Współczesne style wychowawcze to tymczasowe trendy, czy zwrot ku dziecku?

Współczesne trendy w wychowywaniu dzieci to: porozumienie bez przemocy, self regulation, rodzicielstwo bliskości. Który styl wychowania wybrać? Czy można łączyć elementy poszczególnych modeli? Co, jeśli styl zawodzi, bo dzieciocentryzm nie dopuszcza rodzica do głosu? "Zdrowy rozsądek jest kluczowy" - mówi dr Iwona Sikorska, psycholog z Instytutu Psychologii Stosowanej UJ, z którą rozmawia Wioletta Gawlik.

fot. Wioletta Gawlik

Posłuchaj rozmowy Wioletty Gawlik:

Jak to jest być rodzicem we współczesnym świecie?
Nie jest to proste, ponieważ przepisy roli rodzica trochę się zmieniły. Pomysłów na tę rolę jest wiele. Przekaz międzypokoleniowy mówi jedno, co innego mówią media współczesne, a co innego grupy na fb, które są skupione wokół parintingu.

Każda z tych grup ma tzw złote rady, z których młody rodzic korzysta lub nie. Myślę, że współczesny rodzic, to rodzic poszukujący - uważny, świadomy lub zapracowany, nieobecny, ale poszukujący. Czego poszukujemy? Złotych rad, przepisu, instrukcji na bycie dobrym rodzicem?
Mamy większą świadomość niż nasi rodzice i poczucie, że mamy wpływ na swoje życie. Poszukiwanie i świadome wybieranie - co w poprzednich pokoleniach było niemożliwe. Na pewno młody rodzic poszukuje własnej drogi, doświadczeń innych młodych rodziców. Rodzice pamiętają też swoje dzieciństwo, nieprzyjemne sytuacje. Chcąc nie dopuścić do ich powtórzenia, często odrzucają wszystko to, co przeżyli jako dzieci i to wszystko co proponowali im rodzice.

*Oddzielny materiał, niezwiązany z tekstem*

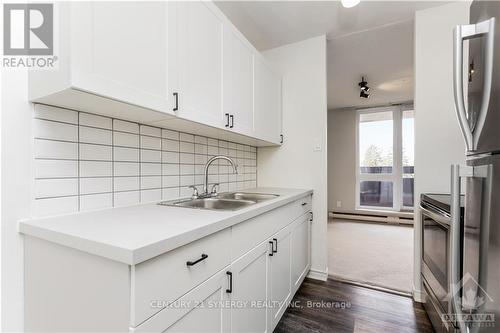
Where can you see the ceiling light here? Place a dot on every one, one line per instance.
(350, 3)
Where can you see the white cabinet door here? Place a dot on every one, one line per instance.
(119, 50)
(238, 82)
(279, 276)
(198, 55)
(267, 102)
(249, 291)
(203, 309)
(300, 244)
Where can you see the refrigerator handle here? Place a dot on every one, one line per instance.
(455, 249)
(461, 33)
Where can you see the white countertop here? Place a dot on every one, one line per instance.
(137, 233)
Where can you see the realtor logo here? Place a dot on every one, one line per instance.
(28, 29)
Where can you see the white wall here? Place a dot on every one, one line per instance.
(438, 141)
(16, 122)
(295, 164)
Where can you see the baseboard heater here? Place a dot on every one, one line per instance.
(379, 218)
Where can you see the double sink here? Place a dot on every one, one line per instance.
(223, 201)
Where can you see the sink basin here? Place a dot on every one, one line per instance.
(258, 197)
(211, 203)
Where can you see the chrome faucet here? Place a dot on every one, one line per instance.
(213, 192)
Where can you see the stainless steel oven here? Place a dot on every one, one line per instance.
(436, 257)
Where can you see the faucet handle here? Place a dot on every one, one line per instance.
(195, 191)
(214, 189)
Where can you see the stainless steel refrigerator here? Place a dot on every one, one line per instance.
(475, 243)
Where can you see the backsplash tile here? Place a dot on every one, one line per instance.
(87, 162)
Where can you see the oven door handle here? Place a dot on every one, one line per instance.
(442, 220)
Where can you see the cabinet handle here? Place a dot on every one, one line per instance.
(230, 290)
(192, 263)
(176, 103)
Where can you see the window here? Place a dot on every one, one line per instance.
(385, 160)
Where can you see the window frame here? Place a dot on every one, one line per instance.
(396, 177)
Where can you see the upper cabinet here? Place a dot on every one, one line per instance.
(115, 51)
(178, 63)
(238, 82)
(198, 56)
(267, 101)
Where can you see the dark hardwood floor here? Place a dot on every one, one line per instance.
(334, 306)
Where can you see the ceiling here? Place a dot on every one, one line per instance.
(374, 38)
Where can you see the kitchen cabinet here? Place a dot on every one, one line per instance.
(238, 82)
(250, 291)
(279, 276)
(198, 54)
(112, 58)
(267, 101)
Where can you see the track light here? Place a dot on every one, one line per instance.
(364, 89)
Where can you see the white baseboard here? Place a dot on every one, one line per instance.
(318, 275)
(418, 296)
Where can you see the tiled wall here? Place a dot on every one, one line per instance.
(87, 162)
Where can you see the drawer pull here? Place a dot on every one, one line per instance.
(192, 263)
(230, 290)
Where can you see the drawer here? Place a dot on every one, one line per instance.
(249, 234)
(167, 277)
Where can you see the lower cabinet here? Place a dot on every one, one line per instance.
(203, 309)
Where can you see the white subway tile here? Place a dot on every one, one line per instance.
(127, 198)
(170, 169)
(122, 154)
(150, 182)
(170, 145)
(48, 188)
(95, 152)
(56, 168)
(150, 155)
(150, 195)
(125, 126)
(95, 169)
(55, 206)
(148, 130)
(126, 169)
(96, 201)
(93, 120)
(95, 135)
(186, 137)
(150, 142)
(169, 157)
(169, 134)
(46, 129)
(150, 169)
(125, 139)
(126, 184)
(186, 158)
(170, 181)
(96, 185)
(170, 193)
(56, 114)
(55, 149)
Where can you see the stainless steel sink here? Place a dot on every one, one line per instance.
(223, 201)
(211, 203)
(258, 197)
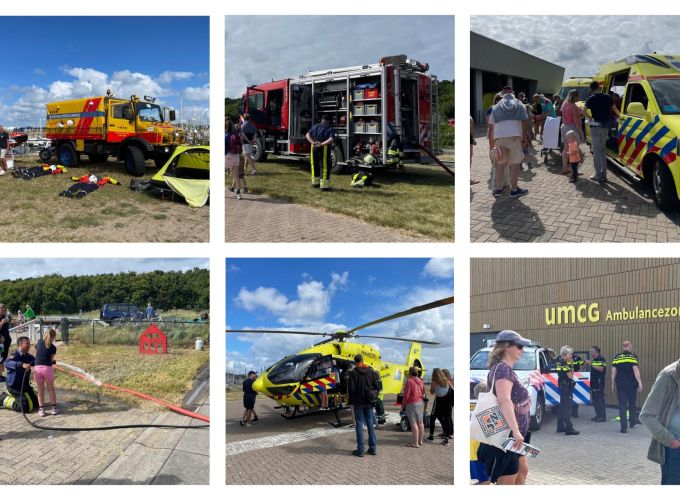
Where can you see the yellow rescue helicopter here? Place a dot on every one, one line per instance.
(297, 381)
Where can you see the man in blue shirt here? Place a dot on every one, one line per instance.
(321, 136)
(19, 367)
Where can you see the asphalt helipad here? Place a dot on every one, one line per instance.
(308, 450)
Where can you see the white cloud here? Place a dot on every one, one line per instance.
(439, 268)
(266, 298)
(198, 93)
(167, 77)
(311, 305)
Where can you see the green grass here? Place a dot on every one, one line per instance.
(168, 376)
(33, 210)
(418, 200)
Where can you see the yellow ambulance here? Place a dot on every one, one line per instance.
(644, 143)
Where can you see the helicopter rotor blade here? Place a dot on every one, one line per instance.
(394, 338)
(408, 312)
(279, 331)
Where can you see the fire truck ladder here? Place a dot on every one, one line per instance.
(435, 114)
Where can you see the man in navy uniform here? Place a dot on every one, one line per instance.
(321, 136)
(626, 383)
(598, 371)
(565, 382)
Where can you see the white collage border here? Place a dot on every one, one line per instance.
(216, 250)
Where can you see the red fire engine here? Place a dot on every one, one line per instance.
(394, 99)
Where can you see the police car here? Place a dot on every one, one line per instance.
(537, 371)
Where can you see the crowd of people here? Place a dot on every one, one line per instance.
(514, 123)
(20, 365)
(660, 412)
(359, 386)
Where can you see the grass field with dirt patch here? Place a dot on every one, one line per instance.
(418, 200)
(165, 376)
(33, 211)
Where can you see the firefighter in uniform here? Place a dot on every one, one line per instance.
(576, 365)
(565, 374)
(626, 383)
(321, 136)
(598, 371)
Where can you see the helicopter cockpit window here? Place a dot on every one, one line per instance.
(291, 369)
(321, 368)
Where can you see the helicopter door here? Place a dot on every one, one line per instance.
(320, 368)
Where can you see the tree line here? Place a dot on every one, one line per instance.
(56, 294)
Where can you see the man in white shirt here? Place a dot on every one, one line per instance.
(508, 133)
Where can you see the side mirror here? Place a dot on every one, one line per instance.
(637, 109)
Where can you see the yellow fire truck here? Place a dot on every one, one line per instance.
(133, 130)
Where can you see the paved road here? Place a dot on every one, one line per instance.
(258, 218)
(127, 456)
(557, 211)
(309, 451)
(599, 455)
(166, 456)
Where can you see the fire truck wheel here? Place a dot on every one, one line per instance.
(134, 161)
(67, 155)
(160, 160)
(336, 158)
(98, 157)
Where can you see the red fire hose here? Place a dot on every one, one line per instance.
(170, 406)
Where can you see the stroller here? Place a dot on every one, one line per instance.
(404, 424)
(551, 137)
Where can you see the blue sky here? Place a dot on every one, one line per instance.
(56, 58)
(264, 48)
(13, 269)
(326, 295)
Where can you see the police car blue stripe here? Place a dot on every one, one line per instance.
(669, 147)
(657, 137)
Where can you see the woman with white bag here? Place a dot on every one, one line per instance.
(514, 402)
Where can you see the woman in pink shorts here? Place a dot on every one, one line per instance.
(45, 351)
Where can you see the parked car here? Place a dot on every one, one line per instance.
(122, 311)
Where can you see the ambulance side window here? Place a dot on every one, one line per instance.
(636, 93)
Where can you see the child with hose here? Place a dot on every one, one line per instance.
(45, 351)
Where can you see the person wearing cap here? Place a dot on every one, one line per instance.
(577, 364)
(249, 396)
(626, 383)
(514, 401)
(321, 138)
(565, 383)
(4, 146)
(362, 389)
(508, 122)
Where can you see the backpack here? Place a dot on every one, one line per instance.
(233, 144)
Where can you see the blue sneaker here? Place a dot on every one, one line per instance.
(498, 192)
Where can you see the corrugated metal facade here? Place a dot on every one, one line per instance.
(488, 55)
(520, 294)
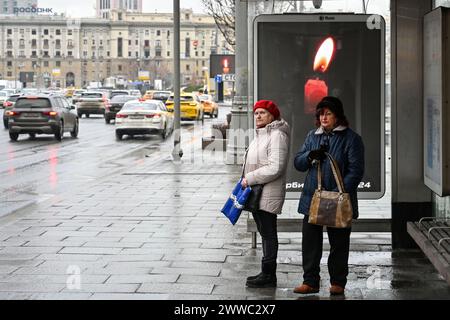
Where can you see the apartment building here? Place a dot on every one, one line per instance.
(73, 52)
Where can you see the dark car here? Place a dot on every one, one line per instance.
(91, 102)
(161, 95)
(115, 105)
(8, 105)
(114, 93)
(42, 114)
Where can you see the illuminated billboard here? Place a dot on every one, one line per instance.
(298, 59)
(221, 64)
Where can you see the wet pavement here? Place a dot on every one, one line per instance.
(152, 229)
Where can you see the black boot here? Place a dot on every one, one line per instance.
(254, 277)
(263, 281)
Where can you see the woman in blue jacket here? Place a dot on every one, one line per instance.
(334, 136)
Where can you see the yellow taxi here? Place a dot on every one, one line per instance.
(209, 106)
(190, 106)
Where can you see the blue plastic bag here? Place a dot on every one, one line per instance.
(235, 203)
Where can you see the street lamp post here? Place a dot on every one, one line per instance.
(206, 70)
(177, 153)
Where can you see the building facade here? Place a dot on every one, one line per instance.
(65, 52)
(9, 5)
(104, 7)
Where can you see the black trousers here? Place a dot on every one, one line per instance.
(312, 245)
(267, 227)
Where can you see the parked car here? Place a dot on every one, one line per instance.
(114, 93)
(115, 104)
(42, 114)
(144, 117)
(8, 105)
(161, 95)
(3, 96)
(190, 105)
(210, 107)
(148, 94)
(76, 95)
(91, 102)
(135, 92)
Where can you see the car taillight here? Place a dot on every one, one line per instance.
(12, 113)
(152, 115)
(50, 113)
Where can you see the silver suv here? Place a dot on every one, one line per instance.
(42, 114)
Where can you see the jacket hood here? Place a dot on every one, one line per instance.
(281, 125)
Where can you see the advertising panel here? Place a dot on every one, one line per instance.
(301, 58)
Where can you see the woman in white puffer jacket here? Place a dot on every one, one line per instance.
(266, 164)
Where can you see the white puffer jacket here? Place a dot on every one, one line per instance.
(266, 163)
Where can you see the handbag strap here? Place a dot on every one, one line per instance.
(245, 162)
(336, 173)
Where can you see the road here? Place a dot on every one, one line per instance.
(36, 170)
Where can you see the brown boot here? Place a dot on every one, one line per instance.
(336, 290)
(305, 289)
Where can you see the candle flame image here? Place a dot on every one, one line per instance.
(324, 55)
(226, 69)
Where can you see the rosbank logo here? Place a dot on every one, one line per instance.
(32, 9)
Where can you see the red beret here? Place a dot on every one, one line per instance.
(269, 106)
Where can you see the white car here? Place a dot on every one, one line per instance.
(143, 117)
(3, 96)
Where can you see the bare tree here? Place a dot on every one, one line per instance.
(223, 13)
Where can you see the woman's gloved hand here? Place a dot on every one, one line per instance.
(317, 154)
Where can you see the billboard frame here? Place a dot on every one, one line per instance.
(373, 21)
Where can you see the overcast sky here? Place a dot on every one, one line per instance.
(85, 8)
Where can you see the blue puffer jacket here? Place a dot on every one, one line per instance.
(347, 148)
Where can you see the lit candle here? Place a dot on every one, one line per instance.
(225, 69)
(316, 89)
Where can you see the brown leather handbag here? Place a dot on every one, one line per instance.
(331, 208)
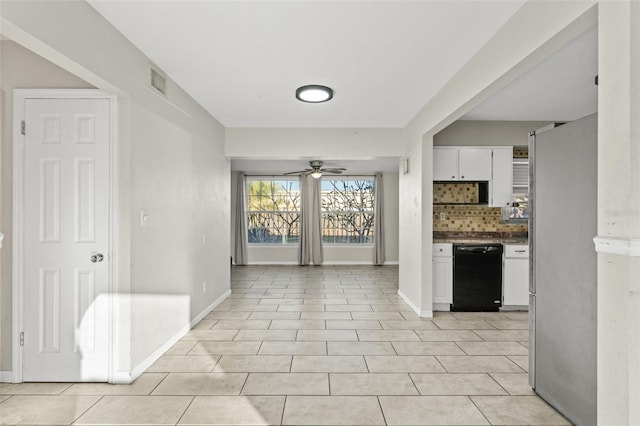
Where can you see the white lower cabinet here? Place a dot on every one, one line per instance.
(516, 275)
(442, 274)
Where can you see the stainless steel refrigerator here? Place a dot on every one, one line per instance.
(562, 301)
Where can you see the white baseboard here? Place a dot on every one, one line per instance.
(420, 313)
(6, 376)
(442, 307)
(124, 377)
(328, 263)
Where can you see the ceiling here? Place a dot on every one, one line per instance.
(354, 167)
(559, 89)
(243, 60)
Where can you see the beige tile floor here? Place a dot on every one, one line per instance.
(331, 345)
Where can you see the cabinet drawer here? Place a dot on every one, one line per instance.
(442, 250)
(516, 251)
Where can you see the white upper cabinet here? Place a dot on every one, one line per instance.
(451, 163)
(445, 163)
(474, 163)
(502, 177)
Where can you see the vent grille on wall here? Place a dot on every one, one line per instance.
(158, 81)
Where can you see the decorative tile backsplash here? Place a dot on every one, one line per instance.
(468, 218)
(448, 198)
(455, 193)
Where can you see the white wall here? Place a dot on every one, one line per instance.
(170, 162)
(20, 68)
(288, 254)
(619, 213)
(531, 35)
(486, 133)
(329, 143)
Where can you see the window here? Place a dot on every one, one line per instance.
(347, 211)
(273, 210)
(520, 200)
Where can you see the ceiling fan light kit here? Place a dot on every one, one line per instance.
(316, 171)
(314, 93)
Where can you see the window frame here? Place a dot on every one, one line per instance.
(248, 212)
(334, 243)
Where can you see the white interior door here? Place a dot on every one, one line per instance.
(66, 240)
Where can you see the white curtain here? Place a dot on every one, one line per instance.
(316, 223)
(304, 249)
(241, 237)
(378, 221)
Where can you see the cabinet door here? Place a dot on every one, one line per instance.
(516, 282)
(474, 163)
(501, 182)
(442, 280)
(445, 164)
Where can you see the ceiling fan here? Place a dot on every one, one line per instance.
(317, 171)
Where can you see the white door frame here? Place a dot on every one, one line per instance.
(19, 98)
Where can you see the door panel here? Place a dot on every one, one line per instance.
(66, 221)
(565, 222)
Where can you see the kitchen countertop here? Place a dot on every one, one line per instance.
(515, 241)
(479, 238)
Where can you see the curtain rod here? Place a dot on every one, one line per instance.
(294, 176)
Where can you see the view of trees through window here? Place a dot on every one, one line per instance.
(347, 211)
(273, 209)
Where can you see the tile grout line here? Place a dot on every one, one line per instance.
(478, 408)
(193, 398)
(382, 410)
(284, 406)
(87, 410)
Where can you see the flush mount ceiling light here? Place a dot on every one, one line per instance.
(314, 93)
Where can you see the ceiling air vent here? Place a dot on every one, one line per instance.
(158, 81)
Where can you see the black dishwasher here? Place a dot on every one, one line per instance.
(477, 277)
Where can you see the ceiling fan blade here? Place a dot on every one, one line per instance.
(299, 172)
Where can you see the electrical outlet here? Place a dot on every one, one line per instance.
(143, 217)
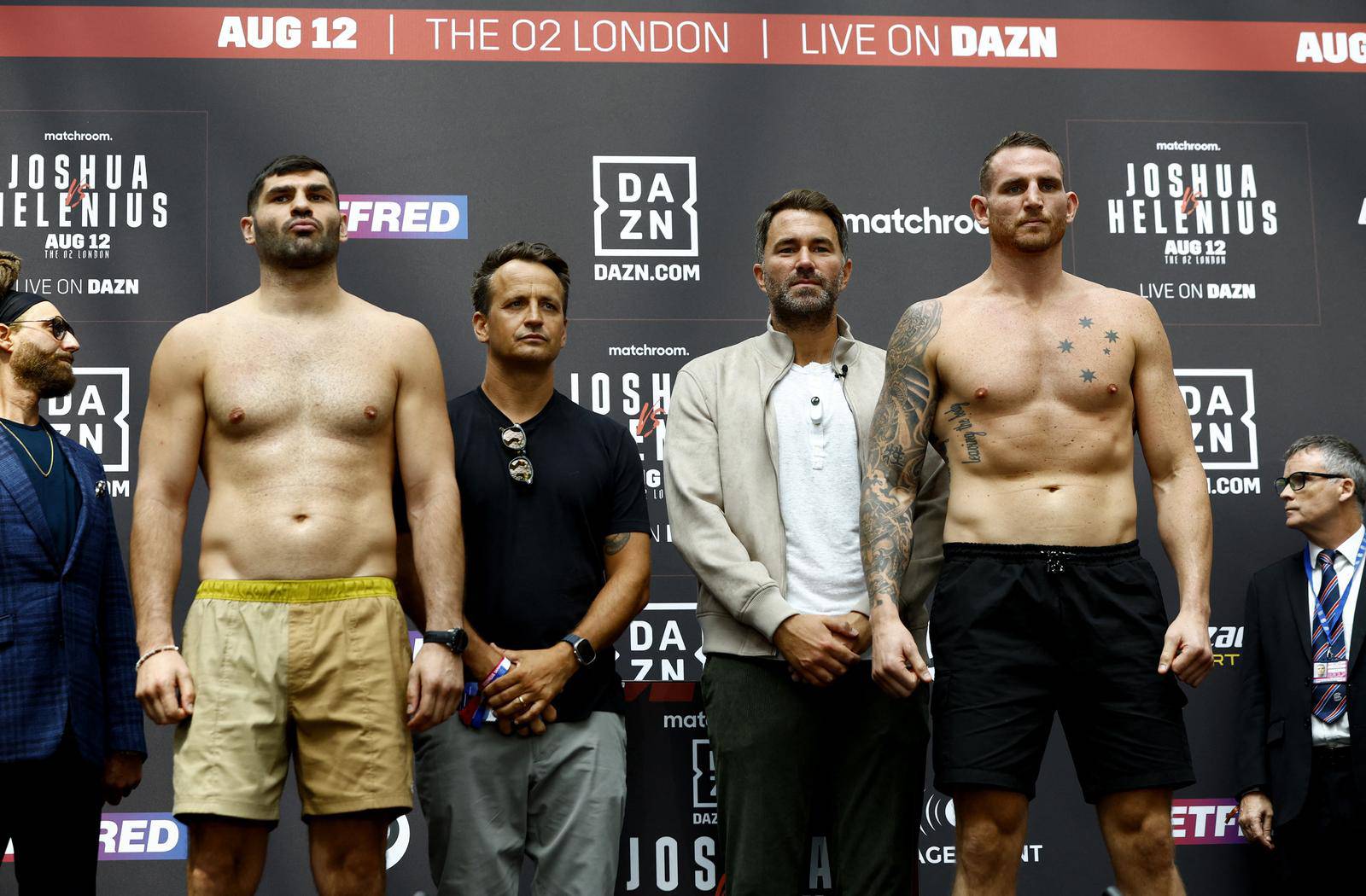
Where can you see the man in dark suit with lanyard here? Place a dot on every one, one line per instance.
(1301, 759)
(70, 728)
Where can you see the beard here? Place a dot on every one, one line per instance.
(1031, 242)
(803, 306)
(48, 375)
(283, 249)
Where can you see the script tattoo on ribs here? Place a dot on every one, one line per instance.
(898, 439)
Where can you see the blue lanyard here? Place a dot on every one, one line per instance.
(1309, 577)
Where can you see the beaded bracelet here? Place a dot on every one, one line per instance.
(152, 653)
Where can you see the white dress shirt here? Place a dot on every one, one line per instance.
(1322, 734)
(819, 492)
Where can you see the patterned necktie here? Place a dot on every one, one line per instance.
(1329, 700)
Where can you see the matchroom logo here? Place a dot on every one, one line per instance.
(1211, 220)
(645, 209)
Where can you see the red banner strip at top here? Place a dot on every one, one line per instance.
(676, 38)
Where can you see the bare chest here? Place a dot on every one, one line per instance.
(1010, 362)
(331, 389)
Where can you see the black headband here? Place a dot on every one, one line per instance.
(14, 304)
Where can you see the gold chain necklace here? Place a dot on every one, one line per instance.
(52, 461)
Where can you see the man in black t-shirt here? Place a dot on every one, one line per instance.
(557, 561)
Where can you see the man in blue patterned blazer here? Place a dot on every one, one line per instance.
(70, 727)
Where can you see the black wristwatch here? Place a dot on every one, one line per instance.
(584, 650)
(452, 638)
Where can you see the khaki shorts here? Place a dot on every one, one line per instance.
(318, 668)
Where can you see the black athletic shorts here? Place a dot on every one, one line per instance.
(1022, 631)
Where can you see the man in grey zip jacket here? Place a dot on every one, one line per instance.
(762, 482)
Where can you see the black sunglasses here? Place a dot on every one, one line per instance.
(1297, 480)
(519, 468)
(58, 325)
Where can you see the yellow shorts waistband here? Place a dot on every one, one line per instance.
(295, 591)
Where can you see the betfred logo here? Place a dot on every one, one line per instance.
(382, 216)
(1220, 403)
(123, 836)
(645, 207)
(1205, 823)
(143, 836)
(96, 416)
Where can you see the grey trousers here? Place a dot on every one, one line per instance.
(492, 800)
(787, 752)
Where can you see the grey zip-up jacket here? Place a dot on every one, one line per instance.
(721, 479)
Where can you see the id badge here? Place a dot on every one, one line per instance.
(1331, 672)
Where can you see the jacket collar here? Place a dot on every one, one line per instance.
(776, 347)
(15, 480)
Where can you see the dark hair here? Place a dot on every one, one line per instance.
(286, 166)
(1340, 457)
(801, 201)
(1011, 141)
(10, 265)
(521, 250)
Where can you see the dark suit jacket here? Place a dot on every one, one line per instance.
(1275, 743)
(66, 623)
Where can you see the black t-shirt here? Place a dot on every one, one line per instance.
(533, 554)
(59, 493)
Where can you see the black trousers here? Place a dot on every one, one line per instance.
(51, 809)
(787, 752)
(1320, 847)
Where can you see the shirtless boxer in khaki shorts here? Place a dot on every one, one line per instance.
(297, 402)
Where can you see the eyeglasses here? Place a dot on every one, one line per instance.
(1297, 480)
(519, 468)
(58, 325)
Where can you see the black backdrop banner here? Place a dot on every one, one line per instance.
(1219, 168)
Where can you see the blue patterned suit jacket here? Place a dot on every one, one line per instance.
(66, 623)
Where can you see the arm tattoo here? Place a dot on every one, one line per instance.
(896, 452)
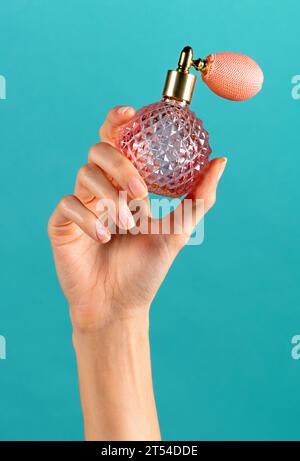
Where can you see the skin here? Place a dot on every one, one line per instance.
(110, 282)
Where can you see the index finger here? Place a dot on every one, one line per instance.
(115, 118)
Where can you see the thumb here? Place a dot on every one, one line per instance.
(194, 206)
(115, 118)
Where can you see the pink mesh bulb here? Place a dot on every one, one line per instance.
(233, 76)
(168, 145)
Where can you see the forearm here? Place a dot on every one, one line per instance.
(115, 381)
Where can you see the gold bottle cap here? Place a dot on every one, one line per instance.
(179, 86)
(180, 83)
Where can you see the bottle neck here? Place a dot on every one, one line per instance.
(177, 101)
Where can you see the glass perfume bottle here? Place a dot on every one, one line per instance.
(166, 141)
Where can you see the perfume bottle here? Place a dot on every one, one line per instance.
(166, 141)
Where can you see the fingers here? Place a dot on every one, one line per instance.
(115, 118)
(119, 168)
(71, 213)
(91, 182)
(192, 209)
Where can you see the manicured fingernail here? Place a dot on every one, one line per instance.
(124, 109)
(222, 168)
(102, 233)
(137, 187)
(125, 217)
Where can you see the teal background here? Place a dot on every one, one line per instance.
(223, 320)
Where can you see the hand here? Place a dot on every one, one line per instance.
(110, 281)
(104, 276)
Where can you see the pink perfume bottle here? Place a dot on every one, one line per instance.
(165, 141)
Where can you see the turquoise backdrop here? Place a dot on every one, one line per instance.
(223, 320)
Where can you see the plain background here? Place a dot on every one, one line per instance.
(223, 320)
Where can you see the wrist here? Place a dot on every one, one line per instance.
(91, 321)
(129, 328)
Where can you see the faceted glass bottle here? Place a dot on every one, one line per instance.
(168, 145)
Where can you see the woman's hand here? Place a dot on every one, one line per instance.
(110, 281)
(108, 276)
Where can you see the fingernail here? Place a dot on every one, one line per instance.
(102, 233)
(122, 110)
(222, 168)
(125, 217)
(137, 188)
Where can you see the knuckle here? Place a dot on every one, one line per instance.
(211, 200)
(66, 201)
(83, 172)
(93, 152)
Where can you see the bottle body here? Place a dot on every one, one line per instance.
(168, 145)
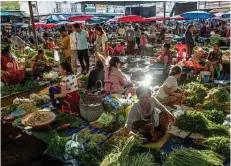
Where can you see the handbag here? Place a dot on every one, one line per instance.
(73, 147)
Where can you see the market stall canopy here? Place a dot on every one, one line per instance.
(62, 23)
(197, 15)
(80, 18)
(4, 13)
(130, 18)
(79, 22)
(52, 19)
(49, 26)
(20, 25)
(61, 17)
(226, 15)
(178, 17)
(150, 19)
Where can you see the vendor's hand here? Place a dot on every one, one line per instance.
(178, 95)
(55, 96)
(149, 127)
(171, 118)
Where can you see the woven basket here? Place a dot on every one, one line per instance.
(91, 112)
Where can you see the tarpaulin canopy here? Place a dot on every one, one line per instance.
(80, 18)
(150, 19)
(52, 19)
(61, 18)
(178, 17)
(197, 15)
(130, 18)
(4, 13)
(226, 15)
(62, 23)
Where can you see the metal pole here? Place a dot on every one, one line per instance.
(33, 26)
(130, 8)
(164, 11)
(37, 11)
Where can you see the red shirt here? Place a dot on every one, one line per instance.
(109, 49)
(161, 57)
(8, 64)
(119, 48)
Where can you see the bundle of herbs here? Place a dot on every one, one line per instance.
(193, 157)
(218, 144)
(195, 121)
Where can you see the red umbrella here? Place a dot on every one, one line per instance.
(80, 18)
(131, 18)
(155, 19)
(178, 17)
(49, 25)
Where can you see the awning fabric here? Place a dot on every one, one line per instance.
(3, 13)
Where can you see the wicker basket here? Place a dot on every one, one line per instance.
(91, 112)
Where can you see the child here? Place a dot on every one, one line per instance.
(165, 56)
(51, 44)
(109, 49)
(119, 49)
(143, 42)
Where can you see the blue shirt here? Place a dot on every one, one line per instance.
(82, 43)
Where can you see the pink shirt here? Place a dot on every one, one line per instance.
(117, 80)
(119, 48)
(143, 41)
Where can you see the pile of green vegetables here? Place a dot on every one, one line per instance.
(215, 116)
(218, 144)
(220, 94)
(195, 121)
(83, 78)
(193, 157)
(199, 93)
(56, 146)
(121, 156)
(209, 105)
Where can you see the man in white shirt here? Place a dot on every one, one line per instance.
(82, 47)
(73, 41)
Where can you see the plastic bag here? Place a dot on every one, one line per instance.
(73, 147)
(56, 56)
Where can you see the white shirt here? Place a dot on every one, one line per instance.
(171, 83)
(73, 41)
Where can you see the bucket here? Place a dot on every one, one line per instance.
(205, 75)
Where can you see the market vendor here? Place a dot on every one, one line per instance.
(189, 40)
(165, 56)
(10, 73)
(119, 49)
(114, 79)
(96, 77)
(148, 116)
(169, 93)
(214, 60)
(40, 66)
(67, 92)
(65, 46)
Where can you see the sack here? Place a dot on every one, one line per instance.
(107, 86)
(73, 147)
(56, 56)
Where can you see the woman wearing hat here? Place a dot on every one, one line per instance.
(148, 116)
(169, 93)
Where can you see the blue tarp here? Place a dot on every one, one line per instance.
(4, 13)
(197, 15)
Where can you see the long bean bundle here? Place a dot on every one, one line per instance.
(192, 157)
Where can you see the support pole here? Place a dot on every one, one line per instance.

Czy da się to wszystko odrzucić? Czy jest możliwe odcięcie od korzeni?
Kluczem jest samoświadomość. Wchodząc w rolę młodego rodzica, wszyscy jesteśmy zestresowani. Człowiek chce robić wszystko świadomie, ale wygrywają automatyzmy, zwłaszcza w trudnych sytuacjach. I czasem rodzic mówi - rany, krzyknąłem na moje dziecko, jak na mnie kiedyś krzyknął mój tato, nie chcę tego robić. Jeśli rodzic podda to refleksji, to ma szansę nie iść takimi samymi drogami.

Naprzeciw poszukującym rodzicom wychodzą twórcy nowych stylów wychowawczych: wychowanie behawioralne, wychowanie bez przemocy, rodzicielstwo bliskości. To moda na style wychowawcze?
Pojawia się naprzemienność potrzeb rodziców i trendów w wychowaniu. Istniało przyzwolenie na kary fizyczne, więc pewna grupa rodziców powiedziała "nie - my uważamy, że trzeba inaczej" i zaproponowała coś innego. Kluczowa sprawa to to, by zachować zdrowy rozsądek, by nie wchodzić w żadną ortodoksię do końca. Większość tych podejść była kontestowana, bo dochodziło do ekstremów. Decyzje rodzica powinny być negocjowane z dzieckiem, ale to one powinny zwyciężać, np.: nauczyciele przedszkoli mówią o tym, że kiedy nauczyciel prosi o wymycie rąk, dziecko wychowane w nurcie rodzicielstwa bliskości mówi - jestem wolnym człowiekiem, pani nie będzie mi rozkazywać, ja podejmuję decyzję. Co ma uczynić nauczyciel? Nie może być takich sytuacji.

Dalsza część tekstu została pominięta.